- Location within the Weimar Republic
- State: Baden
- Electorate: 1,254,228 (1919) 1,633,031 (1933)
- Major settlements: Mannheim, Karlsruhe, Freiburg im Breisgau, Pforzheim, Heidelberg, Konstanz

Former constituency
- Created: 1919
- Abolished: 1938

= Baden (electoral district) =

Former constituency of the Reichstag (Weimar Republic)
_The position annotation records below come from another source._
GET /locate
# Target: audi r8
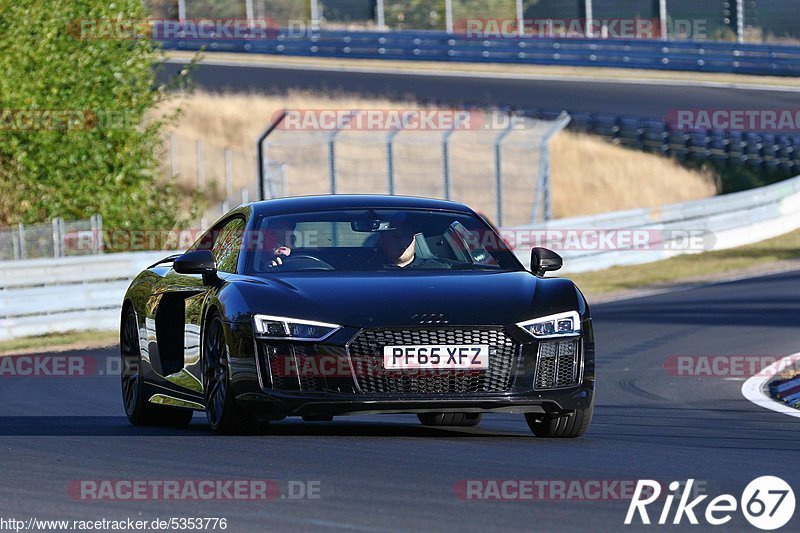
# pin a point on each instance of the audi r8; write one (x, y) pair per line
(319, 307)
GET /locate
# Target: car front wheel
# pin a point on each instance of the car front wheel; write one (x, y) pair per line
(566, 425)
(224, 416)
(137, 408)
(450, 419)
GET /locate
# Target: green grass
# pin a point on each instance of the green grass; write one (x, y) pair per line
(688, 267)
(60, 340)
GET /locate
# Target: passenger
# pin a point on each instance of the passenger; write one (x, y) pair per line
(397, 250)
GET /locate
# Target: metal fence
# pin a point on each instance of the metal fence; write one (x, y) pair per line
(226, 177)
(59, 238)
(758, 150)
(501, 169)
(745, 20)
(697, 56)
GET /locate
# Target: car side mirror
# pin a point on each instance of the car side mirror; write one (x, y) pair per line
(544, 260)
(197, 262)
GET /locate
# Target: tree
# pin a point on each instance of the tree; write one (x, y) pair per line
(74, 135)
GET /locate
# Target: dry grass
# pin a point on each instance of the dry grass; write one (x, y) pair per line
(601, 177)
(782, 251)
(589, 175)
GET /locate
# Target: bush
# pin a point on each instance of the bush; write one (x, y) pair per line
(100, 155)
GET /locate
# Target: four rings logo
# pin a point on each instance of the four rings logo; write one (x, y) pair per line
(767, 503)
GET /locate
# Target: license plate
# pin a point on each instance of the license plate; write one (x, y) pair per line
(437, 357)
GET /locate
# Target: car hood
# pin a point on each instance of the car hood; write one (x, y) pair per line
(388, 299)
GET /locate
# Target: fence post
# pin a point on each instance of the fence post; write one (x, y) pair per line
(97, 234)
(23, 249)
(380, 14)
(332, 163)
(589, 16)
(446, 162)
(498, 170)
(390, 159)
(228, 173)
(261, 155)
(662, 15)
(332, 150)
(173, 153)
(315, 15)
(248, 7)
(448, 15)
(58, 237)
(740, 21)
(201, 169)
(285, 180)
(543, 179)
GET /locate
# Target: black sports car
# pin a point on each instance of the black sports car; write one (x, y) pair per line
(334, 305)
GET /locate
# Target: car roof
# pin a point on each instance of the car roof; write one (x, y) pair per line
(299, 204)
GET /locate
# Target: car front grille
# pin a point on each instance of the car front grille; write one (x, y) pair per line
(366, 355)
(558, 365)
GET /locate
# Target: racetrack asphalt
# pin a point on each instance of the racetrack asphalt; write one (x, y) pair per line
(650, 100)
(390, 473)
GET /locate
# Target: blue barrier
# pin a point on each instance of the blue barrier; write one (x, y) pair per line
(699, 56)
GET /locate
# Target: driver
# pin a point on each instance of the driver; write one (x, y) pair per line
(279, 238)
(397, 250)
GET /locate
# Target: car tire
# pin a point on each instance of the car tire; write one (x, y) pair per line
(317, 418)
(566, 425)
(138, 410)
(224, 416)
(450, 419)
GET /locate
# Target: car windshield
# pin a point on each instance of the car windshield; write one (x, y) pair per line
(375, 240)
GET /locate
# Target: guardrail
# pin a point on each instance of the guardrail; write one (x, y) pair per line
(700, 56)
(40, 296)
(716, 223)
(758, 150)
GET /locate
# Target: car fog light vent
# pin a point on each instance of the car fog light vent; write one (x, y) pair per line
(558, 365)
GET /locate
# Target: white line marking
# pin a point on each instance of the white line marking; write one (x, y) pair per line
(755, 388)
(635, 294)
(492, 75)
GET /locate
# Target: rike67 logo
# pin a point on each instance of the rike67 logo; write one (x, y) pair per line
(767, 503)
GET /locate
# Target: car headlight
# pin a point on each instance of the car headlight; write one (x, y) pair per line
(559, 325)
(279, 327)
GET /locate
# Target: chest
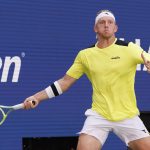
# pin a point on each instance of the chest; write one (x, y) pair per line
(103, 63)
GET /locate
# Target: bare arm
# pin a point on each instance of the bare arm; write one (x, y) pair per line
(64, 83)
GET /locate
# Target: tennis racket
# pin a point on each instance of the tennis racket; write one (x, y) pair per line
(6, 110)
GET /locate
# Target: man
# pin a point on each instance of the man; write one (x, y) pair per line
(110, 65)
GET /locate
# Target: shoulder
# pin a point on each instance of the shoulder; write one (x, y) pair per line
(122, 43)
(87, 49)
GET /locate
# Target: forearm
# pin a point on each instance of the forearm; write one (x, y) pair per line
(62, 85)
(55, 89)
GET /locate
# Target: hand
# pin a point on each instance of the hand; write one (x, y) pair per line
(146, 63)
(30, 102)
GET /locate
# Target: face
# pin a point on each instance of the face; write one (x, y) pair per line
(105, 27)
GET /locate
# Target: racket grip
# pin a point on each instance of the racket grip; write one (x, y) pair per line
(18, 106)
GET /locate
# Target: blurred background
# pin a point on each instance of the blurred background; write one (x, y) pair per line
(43, 37)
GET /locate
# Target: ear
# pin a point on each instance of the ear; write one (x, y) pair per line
(116, 28)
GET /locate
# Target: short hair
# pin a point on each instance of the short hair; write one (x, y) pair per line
(104, 10)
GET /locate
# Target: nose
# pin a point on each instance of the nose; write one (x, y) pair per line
(106, 24)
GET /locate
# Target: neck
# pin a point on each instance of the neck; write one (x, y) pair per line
(105, 42)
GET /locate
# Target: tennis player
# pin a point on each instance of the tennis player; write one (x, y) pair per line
(110, 65)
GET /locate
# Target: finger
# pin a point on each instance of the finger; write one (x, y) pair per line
(144, 59)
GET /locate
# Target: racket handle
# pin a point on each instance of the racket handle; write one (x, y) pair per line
(18, 106)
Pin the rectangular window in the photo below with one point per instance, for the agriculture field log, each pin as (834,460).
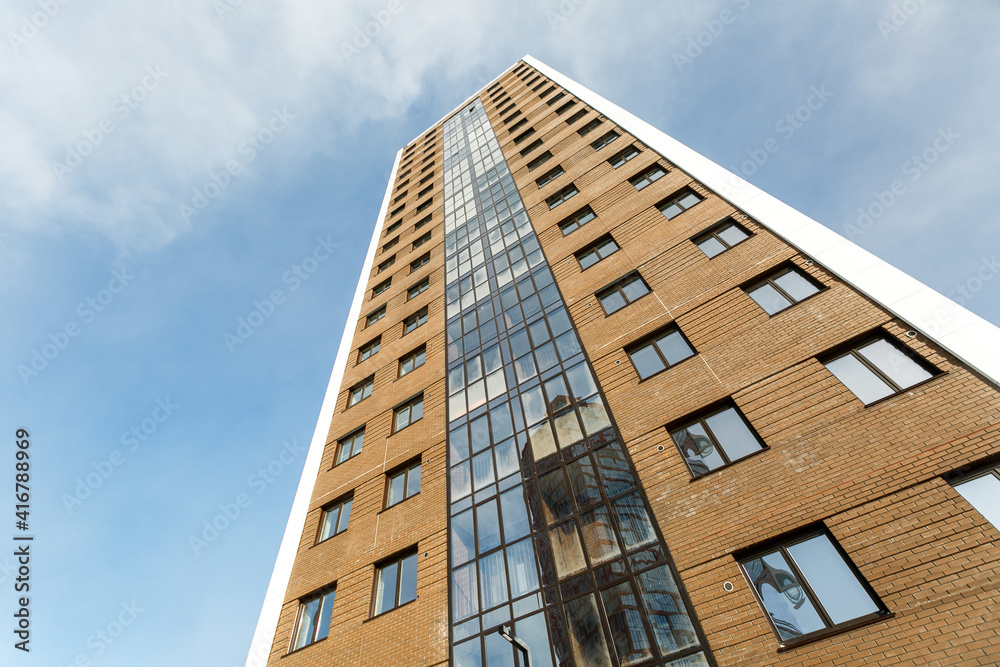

Baden was one of the 35 electoral districts (Wahlkreise) used to elect members to the Reichstag during the Weimar Republic. It sent members to the Reichstag in nine democratic elections between 1919 and 1933. It existed nominally in the show elections to the Nazi Reichstag until 1938.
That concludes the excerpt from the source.